PF e MPF cumprem busca e apreensão sobre corrupção na 101

A Polícia Federal (PF) e o Ministério Público Federal (MPF) amanheceram bem ativos no Rio Grande do Norte e mais sete estados. Desencadeia o que denominam de “Operação Via Trajana”.

BR-101 teria gerado corrupção (Foto: arquivo)

Cumprem 27 mandados de busca e apreensão.

A Operação Via Trajana é desdobramento da “Operação Via Ápia” que eclodiu dia 5 de novembro de 2010 (veja AQUI).

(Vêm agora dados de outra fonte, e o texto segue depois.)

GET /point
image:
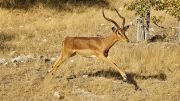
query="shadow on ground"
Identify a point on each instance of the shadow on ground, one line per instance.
(130, 76)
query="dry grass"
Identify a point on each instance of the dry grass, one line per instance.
(154, 67)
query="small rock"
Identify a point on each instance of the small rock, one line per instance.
(53, 59)
(2, 60)
(72, 61)
(85, 76)
(58, 95)
(47, 59)
(12, 53)
(71, 77)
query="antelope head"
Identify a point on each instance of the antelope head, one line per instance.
(119, 31)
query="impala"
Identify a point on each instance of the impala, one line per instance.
(93, 46)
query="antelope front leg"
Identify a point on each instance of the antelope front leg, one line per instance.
(55, 65)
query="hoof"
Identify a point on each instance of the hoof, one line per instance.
(124, 78)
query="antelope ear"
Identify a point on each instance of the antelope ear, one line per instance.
(113, 29)
(126, 27)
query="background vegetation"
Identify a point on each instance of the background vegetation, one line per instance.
(35, 31)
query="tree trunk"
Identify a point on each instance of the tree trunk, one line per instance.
(179, 31)
(147, 20)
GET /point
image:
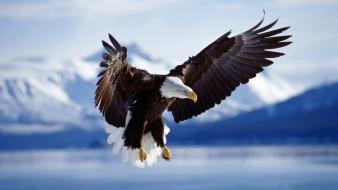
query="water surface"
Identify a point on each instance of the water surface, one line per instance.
(240, 168)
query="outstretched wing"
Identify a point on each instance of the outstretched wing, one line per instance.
(225, 64)
(116, 85)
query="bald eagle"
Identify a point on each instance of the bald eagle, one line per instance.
(133, 100)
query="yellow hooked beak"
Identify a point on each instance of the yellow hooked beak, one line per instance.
(192, 96)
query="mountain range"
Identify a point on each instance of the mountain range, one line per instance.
(48, 102)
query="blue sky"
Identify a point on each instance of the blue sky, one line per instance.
(172, 29)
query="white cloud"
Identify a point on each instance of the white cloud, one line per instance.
(305, 2)
(55, 8)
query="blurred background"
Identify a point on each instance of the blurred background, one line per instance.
(279, 131)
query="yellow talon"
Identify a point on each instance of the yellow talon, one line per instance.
(166, 153)
(142, 155)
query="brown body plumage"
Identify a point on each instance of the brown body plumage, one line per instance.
(212, 75)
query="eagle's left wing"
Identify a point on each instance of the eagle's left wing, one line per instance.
(225, 64)
(117, 84)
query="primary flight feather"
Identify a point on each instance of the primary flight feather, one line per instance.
(133, 100)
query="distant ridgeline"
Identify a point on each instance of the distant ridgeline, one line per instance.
(48, 103)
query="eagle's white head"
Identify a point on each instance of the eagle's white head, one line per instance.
(173, 87)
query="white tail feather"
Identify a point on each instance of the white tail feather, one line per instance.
(129, 155)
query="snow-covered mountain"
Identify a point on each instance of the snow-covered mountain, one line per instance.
(44, 95)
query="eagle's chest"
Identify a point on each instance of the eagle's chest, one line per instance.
(153, 104)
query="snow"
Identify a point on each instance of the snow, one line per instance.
(40, 90)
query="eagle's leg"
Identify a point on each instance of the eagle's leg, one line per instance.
(134, 133)
(157, 131)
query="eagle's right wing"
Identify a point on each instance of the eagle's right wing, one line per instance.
(117, 83)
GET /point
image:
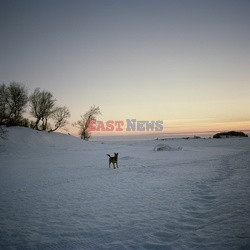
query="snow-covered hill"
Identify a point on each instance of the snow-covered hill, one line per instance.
(57, 192)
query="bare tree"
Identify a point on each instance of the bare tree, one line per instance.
(3, 133)
(83, 123)
(3, 103)
(42, 104)
(13, 100)
(60, 116)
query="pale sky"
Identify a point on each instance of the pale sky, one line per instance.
(184, 62)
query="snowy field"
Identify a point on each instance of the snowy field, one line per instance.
(57, 192)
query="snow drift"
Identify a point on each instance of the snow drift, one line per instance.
(164, 147)
(57, 192)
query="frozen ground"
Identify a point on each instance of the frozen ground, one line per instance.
(57, 192)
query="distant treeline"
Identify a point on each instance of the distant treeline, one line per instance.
(45, 114)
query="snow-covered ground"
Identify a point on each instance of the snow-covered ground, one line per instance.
(57, 192)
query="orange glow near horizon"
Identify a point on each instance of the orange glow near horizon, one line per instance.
(185, 126)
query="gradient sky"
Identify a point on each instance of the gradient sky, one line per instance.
(184, 62)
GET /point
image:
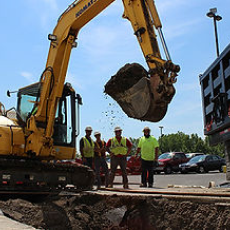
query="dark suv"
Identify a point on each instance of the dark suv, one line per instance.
(169, 162)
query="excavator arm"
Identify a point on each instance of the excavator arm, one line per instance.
(143, 16)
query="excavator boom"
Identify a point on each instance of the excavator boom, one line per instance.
(42, 134)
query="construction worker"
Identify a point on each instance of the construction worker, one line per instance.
(87, 147)
(99, 160)
(149, 147)
(119, 148)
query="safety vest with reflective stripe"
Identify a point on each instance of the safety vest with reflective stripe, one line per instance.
(118, 148)
(88, 148)
(148, 147)
(102, 152)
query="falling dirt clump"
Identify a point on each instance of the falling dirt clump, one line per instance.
(97, 211)
(125, 78)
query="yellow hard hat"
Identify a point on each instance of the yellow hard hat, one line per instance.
(97, 133)
(88, 128)
(117, 129)
(146, 128)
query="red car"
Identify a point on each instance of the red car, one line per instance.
(169, 162)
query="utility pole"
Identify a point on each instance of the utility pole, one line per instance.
(161, 128)
(212, 14)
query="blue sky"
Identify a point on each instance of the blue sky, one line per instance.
(104, 45)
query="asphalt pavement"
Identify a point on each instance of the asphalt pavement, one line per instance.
(191, 179)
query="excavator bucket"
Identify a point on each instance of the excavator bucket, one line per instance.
(139, 95)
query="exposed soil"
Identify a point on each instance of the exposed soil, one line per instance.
(125, 78)
(94, 211)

Pelo menos dez pessoas foram inicialmente denunciadas pelo MPF em 2012 (veja AQUI), acusadas dos crimes de formação de quadrilha, corrupção ativa e passiva, lavagem de dinheiro e fraudes em processos licitatórios em obras relacionadas ao Departamento Nacional de Infraestrutura de Transporte (DNIT).

O superintendente e o diretor regional do Dnit-RN, respectivamente Fernando Rocha e Gledson Maia, são alguns dos denunciados que chegaram a ser presos.

No final da manhã em sua sede, a PF dará maiores informações sobre a Operação Via Trajana.

Leia também: Polícia Federal apura esquema de corrupção na BR-101.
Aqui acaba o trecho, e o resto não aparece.